Navios Maritime Partners reported a $33.8m loss for the third quarter amid ongoing rate weakness and a big-bath loss on its exposure to bankrupt container line Hanjin.

The New York-listed company received shares in Hanjin as part of the company's restructuring. But the sale of the shares resulted in a $19.4m loss in the quarter. The loss also reflects non-cash impairment charges related to the value of two ships that Navios had on charter to Hanjin.

Navios Partners had two Capesize vessels chartered to Hanjin at a net rate of $29,356 per day until December 2020.

Excluding the Hanjin loss, the company said net income for the quarter would have been $6.1m. Those adjusted results would have meant earnings per share of $0.07, which was better than analysts' estimates of a $0.01 per share profit.

Timecharter and voyage revenues were down 12% from a year ago to $50.3m. The company reported average timecharter equivalent earnings of $16,968 per day compared to $20,305 per day.
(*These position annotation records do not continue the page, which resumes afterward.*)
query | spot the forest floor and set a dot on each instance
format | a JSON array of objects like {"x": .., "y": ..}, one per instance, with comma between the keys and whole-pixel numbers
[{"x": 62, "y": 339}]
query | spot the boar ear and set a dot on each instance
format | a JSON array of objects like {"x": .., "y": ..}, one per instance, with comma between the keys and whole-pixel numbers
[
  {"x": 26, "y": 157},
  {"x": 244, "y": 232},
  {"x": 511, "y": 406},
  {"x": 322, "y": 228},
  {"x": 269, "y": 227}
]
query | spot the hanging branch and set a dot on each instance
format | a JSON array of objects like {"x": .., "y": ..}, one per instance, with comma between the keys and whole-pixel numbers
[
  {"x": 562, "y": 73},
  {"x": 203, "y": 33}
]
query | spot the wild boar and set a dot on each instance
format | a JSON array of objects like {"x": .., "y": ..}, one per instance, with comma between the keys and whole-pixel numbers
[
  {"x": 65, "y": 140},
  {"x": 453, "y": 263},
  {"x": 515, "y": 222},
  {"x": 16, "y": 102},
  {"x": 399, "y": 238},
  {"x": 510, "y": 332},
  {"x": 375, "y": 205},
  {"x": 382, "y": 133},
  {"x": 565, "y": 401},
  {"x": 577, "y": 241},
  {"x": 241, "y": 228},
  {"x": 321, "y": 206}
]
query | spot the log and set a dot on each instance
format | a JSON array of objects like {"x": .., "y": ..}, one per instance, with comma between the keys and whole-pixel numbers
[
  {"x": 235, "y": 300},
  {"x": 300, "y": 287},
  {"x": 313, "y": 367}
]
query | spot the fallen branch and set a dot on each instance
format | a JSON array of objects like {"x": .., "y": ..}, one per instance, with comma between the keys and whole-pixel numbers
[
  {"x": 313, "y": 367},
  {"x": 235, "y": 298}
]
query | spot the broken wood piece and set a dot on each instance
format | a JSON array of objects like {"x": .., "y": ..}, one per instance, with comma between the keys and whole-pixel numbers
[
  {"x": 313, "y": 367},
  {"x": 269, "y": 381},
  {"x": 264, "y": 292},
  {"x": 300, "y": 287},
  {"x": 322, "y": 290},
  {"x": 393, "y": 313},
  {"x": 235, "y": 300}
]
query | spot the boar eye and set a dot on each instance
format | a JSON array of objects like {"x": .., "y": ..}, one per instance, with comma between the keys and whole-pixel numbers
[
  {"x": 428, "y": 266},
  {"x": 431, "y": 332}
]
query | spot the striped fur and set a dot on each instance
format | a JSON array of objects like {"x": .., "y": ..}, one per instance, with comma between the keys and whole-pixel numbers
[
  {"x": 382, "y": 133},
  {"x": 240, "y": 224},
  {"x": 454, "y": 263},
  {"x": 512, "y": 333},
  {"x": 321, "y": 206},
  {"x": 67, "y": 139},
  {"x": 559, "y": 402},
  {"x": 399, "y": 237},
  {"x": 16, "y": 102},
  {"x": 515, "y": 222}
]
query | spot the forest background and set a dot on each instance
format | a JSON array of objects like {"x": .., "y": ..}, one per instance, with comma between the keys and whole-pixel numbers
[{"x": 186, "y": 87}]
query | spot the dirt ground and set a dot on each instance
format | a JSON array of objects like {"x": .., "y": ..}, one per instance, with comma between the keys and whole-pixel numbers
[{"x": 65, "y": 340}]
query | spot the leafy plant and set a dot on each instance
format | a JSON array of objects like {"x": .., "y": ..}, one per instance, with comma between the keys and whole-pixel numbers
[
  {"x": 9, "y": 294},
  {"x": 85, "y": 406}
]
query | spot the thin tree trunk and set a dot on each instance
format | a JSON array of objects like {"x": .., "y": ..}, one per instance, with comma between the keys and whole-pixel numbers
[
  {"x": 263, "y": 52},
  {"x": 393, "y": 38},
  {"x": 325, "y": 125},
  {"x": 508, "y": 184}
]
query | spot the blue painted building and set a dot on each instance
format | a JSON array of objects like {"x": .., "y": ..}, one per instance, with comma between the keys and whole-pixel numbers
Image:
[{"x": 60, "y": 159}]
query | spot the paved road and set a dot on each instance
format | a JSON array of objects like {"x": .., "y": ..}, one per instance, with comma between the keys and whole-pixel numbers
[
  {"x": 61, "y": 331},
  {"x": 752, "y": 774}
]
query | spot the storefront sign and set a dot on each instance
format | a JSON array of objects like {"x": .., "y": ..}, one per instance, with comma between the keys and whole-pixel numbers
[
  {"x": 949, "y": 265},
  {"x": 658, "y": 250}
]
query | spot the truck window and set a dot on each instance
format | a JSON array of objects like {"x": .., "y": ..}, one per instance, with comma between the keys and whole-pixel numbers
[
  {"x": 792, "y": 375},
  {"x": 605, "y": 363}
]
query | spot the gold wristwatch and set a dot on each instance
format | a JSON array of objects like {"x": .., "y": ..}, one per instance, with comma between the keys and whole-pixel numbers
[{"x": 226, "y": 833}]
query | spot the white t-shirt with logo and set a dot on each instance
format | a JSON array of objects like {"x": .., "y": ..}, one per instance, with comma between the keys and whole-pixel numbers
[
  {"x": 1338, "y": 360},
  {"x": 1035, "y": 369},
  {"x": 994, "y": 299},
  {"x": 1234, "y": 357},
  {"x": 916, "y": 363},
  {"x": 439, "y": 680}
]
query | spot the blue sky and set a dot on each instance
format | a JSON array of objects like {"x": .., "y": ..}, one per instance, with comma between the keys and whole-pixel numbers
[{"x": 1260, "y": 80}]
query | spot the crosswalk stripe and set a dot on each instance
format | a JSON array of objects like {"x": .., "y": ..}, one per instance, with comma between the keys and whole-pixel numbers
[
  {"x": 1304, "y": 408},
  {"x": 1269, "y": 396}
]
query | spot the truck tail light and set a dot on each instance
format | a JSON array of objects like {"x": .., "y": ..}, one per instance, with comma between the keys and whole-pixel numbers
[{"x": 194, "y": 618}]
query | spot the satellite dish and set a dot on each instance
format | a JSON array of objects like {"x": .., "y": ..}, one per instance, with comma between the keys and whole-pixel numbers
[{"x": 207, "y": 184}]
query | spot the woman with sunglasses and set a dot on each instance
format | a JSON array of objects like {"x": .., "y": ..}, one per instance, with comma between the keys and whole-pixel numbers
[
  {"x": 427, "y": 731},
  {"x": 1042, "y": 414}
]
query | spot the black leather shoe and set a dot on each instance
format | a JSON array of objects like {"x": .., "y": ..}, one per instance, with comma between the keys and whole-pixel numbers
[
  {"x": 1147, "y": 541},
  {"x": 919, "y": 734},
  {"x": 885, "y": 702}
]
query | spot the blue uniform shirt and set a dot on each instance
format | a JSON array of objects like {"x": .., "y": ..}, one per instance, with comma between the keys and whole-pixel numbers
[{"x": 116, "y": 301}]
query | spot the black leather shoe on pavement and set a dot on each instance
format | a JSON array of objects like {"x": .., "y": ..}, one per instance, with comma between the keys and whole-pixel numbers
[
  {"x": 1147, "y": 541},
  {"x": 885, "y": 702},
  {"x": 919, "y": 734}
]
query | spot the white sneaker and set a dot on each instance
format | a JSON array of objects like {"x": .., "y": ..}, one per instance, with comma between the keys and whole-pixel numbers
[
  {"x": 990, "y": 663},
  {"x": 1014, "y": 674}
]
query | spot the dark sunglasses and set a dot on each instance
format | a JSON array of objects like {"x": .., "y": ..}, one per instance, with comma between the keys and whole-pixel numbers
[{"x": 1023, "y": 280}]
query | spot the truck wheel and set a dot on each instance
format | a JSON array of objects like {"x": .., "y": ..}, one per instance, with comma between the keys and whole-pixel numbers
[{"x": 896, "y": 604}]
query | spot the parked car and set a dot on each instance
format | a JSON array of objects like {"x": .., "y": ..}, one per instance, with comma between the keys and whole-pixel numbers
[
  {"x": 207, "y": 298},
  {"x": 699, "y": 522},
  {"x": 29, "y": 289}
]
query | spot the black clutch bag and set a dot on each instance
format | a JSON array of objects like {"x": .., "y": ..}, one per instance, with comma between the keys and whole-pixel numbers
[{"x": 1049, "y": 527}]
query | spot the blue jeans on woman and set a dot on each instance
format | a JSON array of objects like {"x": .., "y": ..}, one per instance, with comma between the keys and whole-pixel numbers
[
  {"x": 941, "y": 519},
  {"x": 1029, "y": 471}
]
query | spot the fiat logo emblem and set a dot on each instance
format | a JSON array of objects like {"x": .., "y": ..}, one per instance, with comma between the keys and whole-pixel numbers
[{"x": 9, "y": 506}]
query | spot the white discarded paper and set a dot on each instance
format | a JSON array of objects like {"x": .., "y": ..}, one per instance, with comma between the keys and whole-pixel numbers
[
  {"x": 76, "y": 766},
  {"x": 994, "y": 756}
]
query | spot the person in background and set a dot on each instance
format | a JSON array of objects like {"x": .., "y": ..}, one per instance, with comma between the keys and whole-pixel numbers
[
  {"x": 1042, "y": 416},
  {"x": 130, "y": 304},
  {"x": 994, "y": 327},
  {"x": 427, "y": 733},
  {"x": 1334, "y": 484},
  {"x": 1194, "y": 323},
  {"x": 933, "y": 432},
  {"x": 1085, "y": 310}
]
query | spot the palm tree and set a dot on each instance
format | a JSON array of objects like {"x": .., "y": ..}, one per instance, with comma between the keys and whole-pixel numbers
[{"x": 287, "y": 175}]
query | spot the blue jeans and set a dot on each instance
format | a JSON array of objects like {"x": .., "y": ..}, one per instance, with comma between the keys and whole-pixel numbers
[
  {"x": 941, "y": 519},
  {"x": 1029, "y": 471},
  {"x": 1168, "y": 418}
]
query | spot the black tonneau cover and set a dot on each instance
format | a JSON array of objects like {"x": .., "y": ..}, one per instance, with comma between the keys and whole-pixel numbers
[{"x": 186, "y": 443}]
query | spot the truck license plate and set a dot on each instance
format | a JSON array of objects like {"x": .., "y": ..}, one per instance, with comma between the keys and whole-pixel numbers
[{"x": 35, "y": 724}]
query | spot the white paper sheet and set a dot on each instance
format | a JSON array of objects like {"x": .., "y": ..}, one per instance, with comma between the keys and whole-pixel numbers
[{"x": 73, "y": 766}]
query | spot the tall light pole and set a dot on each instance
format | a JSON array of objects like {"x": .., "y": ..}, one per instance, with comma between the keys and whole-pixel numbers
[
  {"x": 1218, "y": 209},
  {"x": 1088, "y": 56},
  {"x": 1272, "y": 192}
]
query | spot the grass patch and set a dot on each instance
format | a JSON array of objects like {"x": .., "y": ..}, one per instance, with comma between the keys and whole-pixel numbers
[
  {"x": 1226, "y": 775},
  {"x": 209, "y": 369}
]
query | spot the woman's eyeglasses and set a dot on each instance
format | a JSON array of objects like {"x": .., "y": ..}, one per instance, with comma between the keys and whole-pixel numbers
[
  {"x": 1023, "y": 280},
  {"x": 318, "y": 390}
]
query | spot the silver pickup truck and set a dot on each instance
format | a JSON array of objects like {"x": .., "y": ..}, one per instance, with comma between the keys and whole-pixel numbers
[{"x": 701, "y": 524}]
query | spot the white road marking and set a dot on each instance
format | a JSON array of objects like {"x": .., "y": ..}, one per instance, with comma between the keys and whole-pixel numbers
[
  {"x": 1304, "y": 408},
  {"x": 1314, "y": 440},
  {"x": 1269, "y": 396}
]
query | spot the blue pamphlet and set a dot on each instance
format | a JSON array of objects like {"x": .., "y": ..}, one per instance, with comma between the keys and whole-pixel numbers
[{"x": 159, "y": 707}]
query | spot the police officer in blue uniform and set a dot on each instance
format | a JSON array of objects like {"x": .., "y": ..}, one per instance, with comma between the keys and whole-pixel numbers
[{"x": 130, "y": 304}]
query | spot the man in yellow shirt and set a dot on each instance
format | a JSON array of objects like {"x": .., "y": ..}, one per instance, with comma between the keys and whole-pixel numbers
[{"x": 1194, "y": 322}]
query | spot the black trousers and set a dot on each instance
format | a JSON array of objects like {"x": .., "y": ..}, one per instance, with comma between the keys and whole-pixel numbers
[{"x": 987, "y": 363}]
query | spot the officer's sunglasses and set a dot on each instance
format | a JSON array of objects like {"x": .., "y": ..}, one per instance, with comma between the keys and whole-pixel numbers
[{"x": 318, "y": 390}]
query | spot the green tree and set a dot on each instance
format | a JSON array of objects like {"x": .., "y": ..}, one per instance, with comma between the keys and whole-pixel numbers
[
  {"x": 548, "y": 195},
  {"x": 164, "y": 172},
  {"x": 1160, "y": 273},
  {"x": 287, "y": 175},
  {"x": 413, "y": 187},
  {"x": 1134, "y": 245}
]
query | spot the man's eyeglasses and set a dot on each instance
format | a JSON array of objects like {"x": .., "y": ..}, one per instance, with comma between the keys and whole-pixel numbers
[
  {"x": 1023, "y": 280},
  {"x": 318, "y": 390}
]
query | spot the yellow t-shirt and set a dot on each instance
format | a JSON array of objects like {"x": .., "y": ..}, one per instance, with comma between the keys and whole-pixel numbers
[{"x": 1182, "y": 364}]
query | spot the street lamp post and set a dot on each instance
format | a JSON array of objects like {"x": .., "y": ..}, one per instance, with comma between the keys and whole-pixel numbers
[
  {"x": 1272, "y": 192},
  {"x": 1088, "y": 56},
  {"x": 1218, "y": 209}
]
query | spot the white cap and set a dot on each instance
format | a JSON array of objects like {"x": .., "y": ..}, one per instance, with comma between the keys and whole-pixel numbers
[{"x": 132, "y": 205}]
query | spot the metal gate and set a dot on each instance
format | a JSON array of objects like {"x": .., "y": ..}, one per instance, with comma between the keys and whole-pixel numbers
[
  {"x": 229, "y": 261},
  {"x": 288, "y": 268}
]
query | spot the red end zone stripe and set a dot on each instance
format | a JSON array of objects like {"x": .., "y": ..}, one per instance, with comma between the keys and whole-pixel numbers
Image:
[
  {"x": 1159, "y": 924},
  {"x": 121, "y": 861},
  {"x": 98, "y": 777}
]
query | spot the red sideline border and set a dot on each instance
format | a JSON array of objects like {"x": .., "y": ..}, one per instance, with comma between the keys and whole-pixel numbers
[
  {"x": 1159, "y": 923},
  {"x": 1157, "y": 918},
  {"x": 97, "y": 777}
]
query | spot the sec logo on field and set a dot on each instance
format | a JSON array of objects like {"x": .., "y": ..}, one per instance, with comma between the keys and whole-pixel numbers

The company said it reduced one of its commercial bank facilities by $30.2m through prepayment of $28m in cash and achieving a $2.2m benefit to nominal value in the prepayment.  The company faces another balloon payment of $31.9m in the fourth quarter of next year.

The company also had to provide $50.5m in additional collateral on its Term B loan through $37m in value of six drybulk vessels transferred from commercial bank facilities and $13.5m in cash collateral.